We've set up a Jitsi installation but our stakeholders are wary about the limits on number of participants -- they can't really do department meetings or let alone an all-hands type of meeting with ~1000 people on the call. Also, some parts of their org are invested in the zoom usage/meeting stats too, and so that is another piece we'd have to figure out. We've also had mixed results testing with team members far away on rough connections, where audio/video was workable in zoom but sometimes unworkable with our internal setup.
Has anyone scaled up to 1000 and beyond with any open source solution? Any stories of success or failure? Are there other options to consider than Jitsi? Why is there no one crushing it like GitLab or Mattermost in this space?
- Like 90% of the benefit of Zoom (and other large video & voice chat providers) is their backend infrastructure. You cannot justify replicating that for a small single-customer or small group installation. It'd be far too expensive. So your open-source solution is ~always going to be worse. ("We've also had mixed results testing with team members far away on rough connections, where audio/video was workable in zoom but sometimes unworkable with our internal setup.")
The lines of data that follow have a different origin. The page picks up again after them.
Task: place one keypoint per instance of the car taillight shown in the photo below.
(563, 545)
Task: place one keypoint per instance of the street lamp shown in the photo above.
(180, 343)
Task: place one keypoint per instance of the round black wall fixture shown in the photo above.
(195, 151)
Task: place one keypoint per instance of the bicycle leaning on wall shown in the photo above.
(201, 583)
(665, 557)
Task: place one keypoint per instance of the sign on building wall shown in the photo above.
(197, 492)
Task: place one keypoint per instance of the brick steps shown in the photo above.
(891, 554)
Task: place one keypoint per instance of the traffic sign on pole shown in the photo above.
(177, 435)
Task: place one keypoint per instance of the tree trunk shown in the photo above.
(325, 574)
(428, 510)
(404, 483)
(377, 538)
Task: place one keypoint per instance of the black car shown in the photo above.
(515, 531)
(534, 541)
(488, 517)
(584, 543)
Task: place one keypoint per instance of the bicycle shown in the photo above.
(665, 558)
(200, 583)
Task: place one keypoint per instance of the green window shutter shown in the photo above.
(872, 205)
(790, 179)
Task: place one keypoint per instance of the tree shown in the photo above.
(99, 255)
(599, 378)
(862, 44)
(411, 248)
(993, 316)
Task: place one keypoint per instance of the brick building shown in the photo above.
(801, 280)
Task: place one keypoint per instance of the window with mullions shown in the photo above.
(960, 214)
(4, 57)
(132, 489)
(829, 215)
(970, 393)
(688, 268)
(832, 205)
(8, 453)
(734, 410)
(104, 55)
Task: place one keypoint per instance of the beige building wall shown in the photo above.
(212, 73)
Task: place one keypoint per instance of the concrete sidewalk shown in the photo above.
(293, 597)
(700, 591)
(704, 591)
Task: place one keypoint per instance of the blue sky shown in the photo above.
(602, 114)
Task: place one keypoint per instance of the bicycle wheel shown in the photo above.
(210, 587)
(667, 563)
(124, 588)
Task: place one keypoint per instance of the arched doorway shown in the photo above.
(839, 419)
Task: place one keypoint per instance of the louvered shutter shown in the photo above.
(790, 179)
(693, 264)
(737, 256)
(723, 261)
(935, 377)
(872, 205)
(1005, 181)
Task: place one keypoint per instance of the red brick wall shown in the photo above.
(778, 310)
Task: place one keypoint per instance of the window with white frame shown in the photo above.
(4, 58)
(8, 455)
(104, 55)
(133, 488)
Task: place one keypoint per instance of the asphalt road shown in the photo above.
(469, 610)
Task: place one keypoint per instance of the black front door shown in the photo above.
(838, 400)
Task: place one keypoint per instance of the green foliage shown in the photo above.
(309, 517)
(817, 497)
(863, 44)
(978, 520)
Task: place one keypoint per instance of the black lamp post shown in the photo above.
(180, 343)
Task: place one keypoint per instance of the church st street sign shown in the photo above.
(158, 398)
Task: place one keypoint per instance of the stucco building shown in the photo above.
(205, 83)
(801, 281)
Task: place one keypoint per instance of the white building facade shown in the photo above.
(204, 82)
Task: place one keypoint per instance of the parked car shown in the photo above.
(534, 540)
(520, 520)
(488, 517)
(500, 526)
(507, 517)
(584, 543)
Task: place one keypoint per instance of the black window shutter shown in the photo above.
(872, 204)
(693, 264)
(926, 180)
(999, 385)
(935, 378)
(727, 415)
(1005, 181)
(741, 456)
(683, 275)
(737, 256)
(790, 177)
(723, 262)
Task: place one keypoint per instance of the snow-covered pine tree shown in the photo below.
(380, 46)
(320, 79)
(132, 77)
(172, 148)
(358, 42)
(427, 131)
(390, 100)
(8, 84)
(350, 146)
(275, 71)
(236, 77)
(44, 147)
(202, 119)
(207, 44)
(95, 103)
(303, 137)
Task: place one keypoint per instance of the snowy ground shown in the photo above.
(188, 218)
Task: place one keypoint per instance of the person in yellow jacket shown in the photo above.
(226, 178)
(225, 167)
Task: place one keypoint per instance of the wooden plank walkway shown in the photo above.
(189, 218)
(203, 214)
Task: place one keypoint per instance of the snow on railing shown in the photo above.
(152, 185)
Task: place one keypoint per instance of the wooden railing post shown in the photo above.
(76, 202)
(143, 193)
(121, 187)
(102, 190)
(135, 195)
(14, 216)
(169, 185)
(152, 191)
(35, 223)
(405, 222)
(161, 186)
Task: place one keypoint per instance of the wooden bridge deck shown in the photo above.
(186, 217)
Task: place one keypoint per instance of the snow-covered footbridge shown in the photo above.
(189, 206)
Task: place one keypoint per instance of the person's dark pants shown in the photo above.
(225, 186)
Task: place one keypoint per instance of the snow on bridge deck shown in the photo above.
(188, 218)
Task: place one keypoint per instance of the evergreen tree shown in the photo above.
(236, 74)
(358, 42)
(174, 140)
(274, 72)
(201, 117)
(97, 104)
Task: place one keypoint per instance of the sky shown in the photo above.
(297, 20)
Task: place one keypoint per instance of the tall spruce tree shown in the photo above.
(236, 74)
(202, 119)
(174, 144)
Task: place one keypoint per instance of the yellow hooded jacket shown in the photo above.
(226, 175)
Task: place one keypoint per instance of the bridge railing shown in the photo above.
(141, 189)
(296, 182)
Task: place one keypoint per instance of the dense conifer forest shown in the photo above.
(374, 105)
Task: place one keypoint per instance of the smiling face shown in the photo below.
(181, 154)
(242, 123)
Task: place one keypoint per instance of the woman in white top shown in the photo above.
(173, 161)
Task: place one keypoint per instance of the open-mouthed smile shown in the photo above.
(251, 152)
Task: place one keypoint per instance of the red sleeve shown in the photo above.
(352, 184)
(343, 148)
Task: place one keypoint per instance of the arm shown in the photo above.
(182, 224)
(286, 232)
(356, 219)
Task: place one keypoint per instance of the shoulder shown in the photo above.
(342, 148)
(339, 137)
- "they can't really do department meetings or let alone an all-hands type of meeting with ~1000 people on the call." Those should be broadcast as one-way streaming video, anyway. Set it up like a live video "podcast" or twitch stream with text chat for questions from the audience, if needed.
But, they just want it to all be the same platform, not require tech-averse execs to learn new tools, not have to work out the logistics of who needs to be on the "real" call each time, emoji reactions in the moment, etc. They do these town-hall sessions where they want to be able to have back forth with employees asking questions.
At the end of the day, it's a tough proposition to say, "you can either have the features you've come to rely on, or you can have your privacy and control". But I guess that is where we are.
Just as an example, they probably use UDP for latency, which has no ordering as part of the protocol. However, for streaming stuff, you really want to drop out of order packets and prioritize whatever the latest packet is.
Zoom probably has some kind of custom routing that handles that. If they get congested or clients are unstable, it prioritizes serving the latest audio/video rather than trying to push things out in the order they came in, only for the Zoom client to discard the out of order packets anyways. Amazon can't really do that, because they don't know which bits of data are the ordering.
On the pricing side, people are probably the component that scales the least. You're probably going to need a dedicated person to monitor/fix/upgrade it, and deal with calls from people who have issues. Between salary and benefits, that's at least a 6 figure expense. Zoom's most expensive tier is $240/license/year, so $100,000 would buy you 416 licenses. And $100,000 is a lowball here; that's roundabouts a $60k salary, and the other $40k is paid out in benefits/space/etc. This also doesn't count the bandwidth charges, nor the hardware to run the system on.
Imo, it's also just generally a bad idea to DIY anything business-critical that isn't a core competency of the company. It tends to cause issues. What do you do when the person that built this bespoke Zoom alternative quits? Can you risk it breaking and not working until you can hire someone new and they figure out how it works? You could hire 2 of them, but Zoom is definitely cheaper then. What do you do if the open source project gets abandoned? It also distracts from things that actually make you money. It makes more sense to me to focus on your core line of business, and use the additional proceeds to just pay for Zoom.
As the grandparent mentioned, the problem is the client side. Since there is no standard videoconferencing protocol, every free software project needs to develop their own clients. And it's difficult for a free software project to have the manpower and expertise to develop quality clients for the web, Android and iOS, so in effect what we currently have are mostly half-baked web clients.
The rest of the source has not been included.